Baseline (day 0) was defined as the date of chemotherapy cycle initiation; the follow-up of each hematological treatment episode was censored at patient’s death, subsequent eventual chemotherapy cycle or HSCT, or on the follow-up visit on day 180. Neutropenia was defined as ANC < 500 cells/mm³ [11,40]. The hematological response was assessed for induction chemotherapy cycles at day 14 to evaluate the eventual indication to early re-induction; otherwise, it was assessed at day 30. High-risk neutropenia before chemotherapy was defined as ANC < 500 cells/mm³ at baseline, for at least 7 days. Engraftment was defined as the first of three consecutive days with ANC > 500 cells/mm³ [11,40]. Proven/probable b-IFDs were defined according to EORTC/MSG definitions, and b-IFD diagnosis was dated at the time of symptoms’ onset, radiological signs or mycological evidence of IFDs; whichever occurred first [25]. Posaconazole was started at baseline. PPCs were assessed weekly and they were considered inadequate if <0.7 mg/L, adequate for prophylaxis if they measured 0.7–1 mg/L and adequate for both prophylaxis and treatment if >1 mg/L [7,8]. The clinical outcome of patients with b-IFD was assessed at 6 and 12 weeks after diagnosis.

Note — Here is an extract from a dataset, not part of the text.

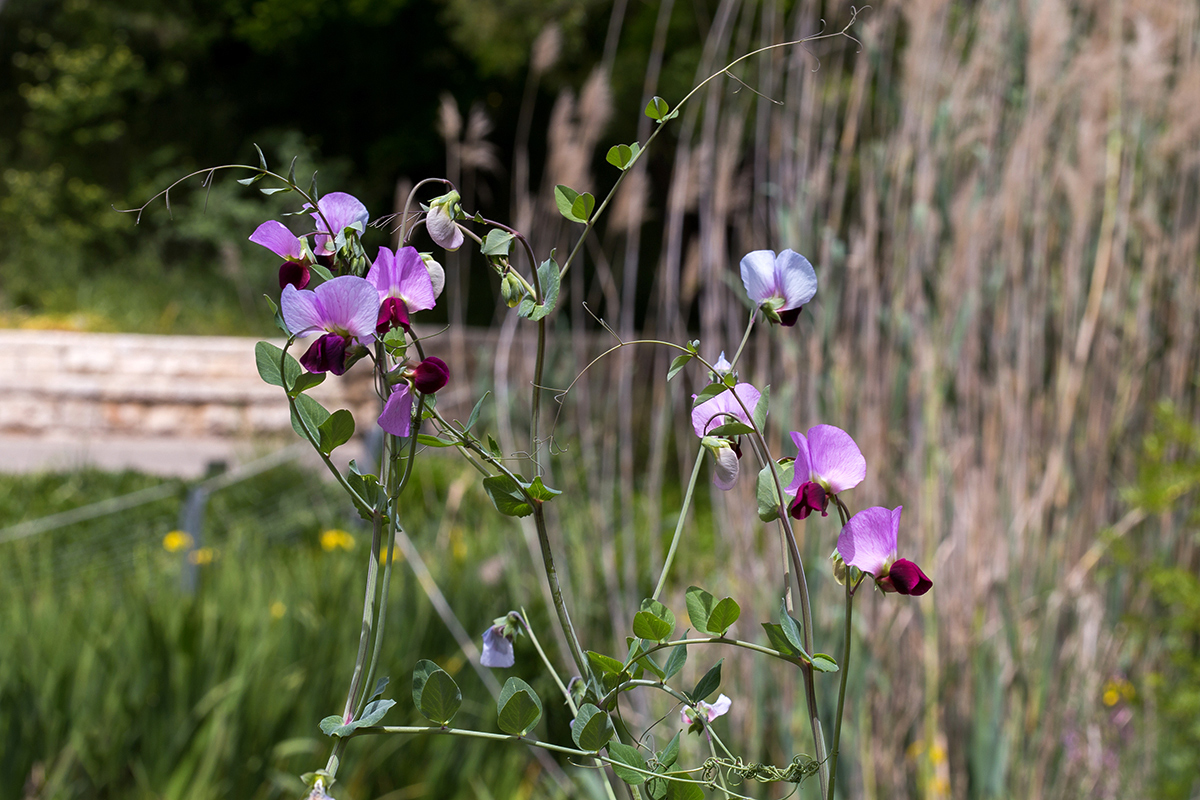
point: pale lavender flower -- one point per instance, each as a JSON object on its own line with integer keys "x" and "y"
{"x": 827, "y": 462}
{"x": 779, "y": 284}
{"x": 345, "y": 308}
{"x": 869, "y": 542}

Incidence rates (IRs) of proven/probable b-IFDs in each chemotherapy category were calculated with univariable Poisson regressions; rates per 100 person years follow-up (PYFU) were reported; 95% confidence intervals (95% CI) were estimated with a normal approximation to binomial. Two-sided p-values < 0.05 were considered significant. Incidence rate ratios (IRRs) were calculated to compare IRs. Statistical analyses were performed using R (R Foundation for Statistical Computing, Vienna, Austria, version 4.2.3).

7.2. Results

Overall, 339 chemotherapy treatments were analyzed from 184 patients (a patient may have received more than one chemotherapy treatment): 150 patients received 153 remission induction chemotherapy treatments, 90 patients underwent 126 consolidation chemotherapy treatments and 54 patients received 60 salvage chemotherapies. The total number of treatment cycles analyzed was 1052 (1 to 12 maximum cycles per patient). The characteristics of these chemotherapy treatments are reported in Table 3.

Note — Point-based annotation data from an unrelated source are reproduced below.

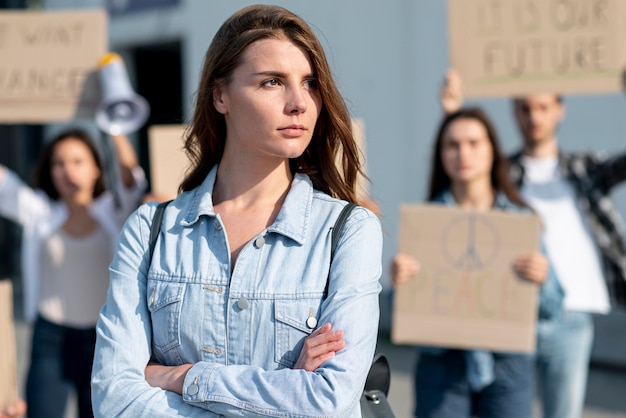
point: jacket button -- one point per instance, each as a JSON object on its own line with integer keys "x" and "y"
{"x": 242, "y": 303}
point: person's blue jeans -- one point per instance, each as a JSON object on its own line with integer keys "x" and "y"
{"x": 61, "y": 359}
{"x": 443, "y": 391}
{"x": 563, "y": 351}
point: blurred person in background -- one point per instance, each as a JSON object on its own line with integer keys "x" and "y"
{"x": 70, "y": 223}
{"x": 469, "y": 171}
{"x": 583, "y": 236}
{"x": 16, "y": 411}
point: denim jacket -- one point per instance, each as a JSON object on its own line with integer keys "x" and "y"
{"x": 242, "y": 329}
{"x": 480, "y": 363}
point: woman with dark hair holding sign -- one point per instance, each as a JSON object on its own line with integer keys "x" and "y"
{"x": 469, "y": 171}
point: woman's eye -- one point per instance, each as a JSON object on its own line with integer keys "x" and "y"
{"x": 312, "y": 84}
{"x": 272, "y": 82}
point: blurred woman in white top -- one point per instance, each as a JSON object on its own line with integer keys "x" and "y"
{"x": 70, "y": 223}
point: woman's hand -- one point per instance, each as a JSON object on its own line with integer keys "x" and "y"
{"x": 532, "y": 266}
{"x": 403, "y": 266}
{"x": 18, "y": 410}
{"x": 452, "y": 92}
{"x": 170, "y": 378}
{"x": 318, "y": 347}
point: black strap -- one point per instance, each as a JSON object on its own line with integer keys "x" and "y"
{"x": 337, "y": 228}
{"x": 157, "y": 219}
{"x": 339, "y": 224}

Overall, the median age at chemotherapy initiation was 61.5 years (IQR 44.6–69.5). Among induction chemotherapy treatments, 83% (127/153) were chemotherapy-based and 17% (26/153) were HMAs; conversely, among consolidation chemotherapy treatments, 87 high-dose cytarabine and 27 intermediate-dose cytarabine treatments were administered to 62 and 22 patients, respectively, while 9.5% (12/126) of treatments were based on HMAs. Salvage chemotherapy treatments included chemotherapy-based regimens in 72% of cases (43/60), HMAs in 15% (9/60) and chemotherapy-free regimens based of target drugs in 13% (8/60). Finally, 8.5% (29/339) of treatments included new target drugs, distributed as illustrated in Table 3. Overall, high-risk neutropenia was present in 25.7% of cases (86/339) before treatment initiation, especially in induction and salvage chemotherapy groups.

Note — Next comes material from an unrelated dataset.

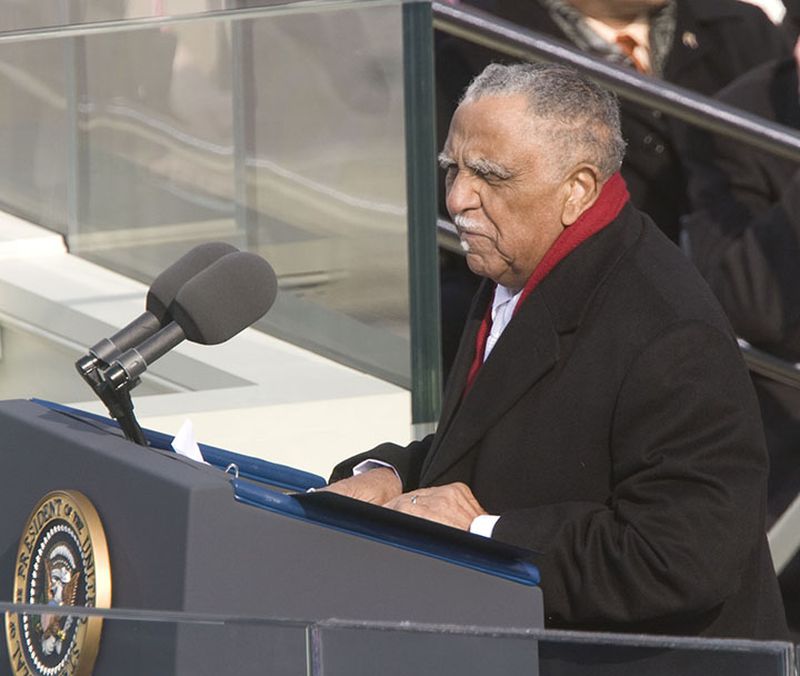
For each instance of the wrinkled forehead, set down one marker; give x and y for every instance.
(500, 125)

Six cases of probable/proven b-IFDs were recorded in six patients. Overall, the IR of proven/probable b-IFDs was 1.7% and, when categorized according to the type of chemotherapy treatments, it was 1.3% for induction, 0.8% for consolidation and 5% for salvage chemotherapy, respectively (Table 3). The IRs of b-IFDs per 100 PYFU was 5.04 (0.47, 14.45) in induction chemotherapy (n = 2), 3.25 (0.0013, 12.76) in consolidation (n = 1) and 18.38 (3.46, 45.06) in salvage chemotherapy (n = 3). There were no significant differences in b-IFDs IRs between induction and consolidation chemotherapy (IRR 1.55 (0.14–17.08), p = 0.72), consolidation and salvage chemotherapy (IRR 0.18 (0.02–1.70), p = 0.09) and induction and salvage chemotherapy (IRR 0.27 (0.04, 1.64), p = 0.13). All b-IFDs were probable pulmonary IA (mycological criteria: 6/6 GM positivity (no positive cultures)) and are detailed in Table 4.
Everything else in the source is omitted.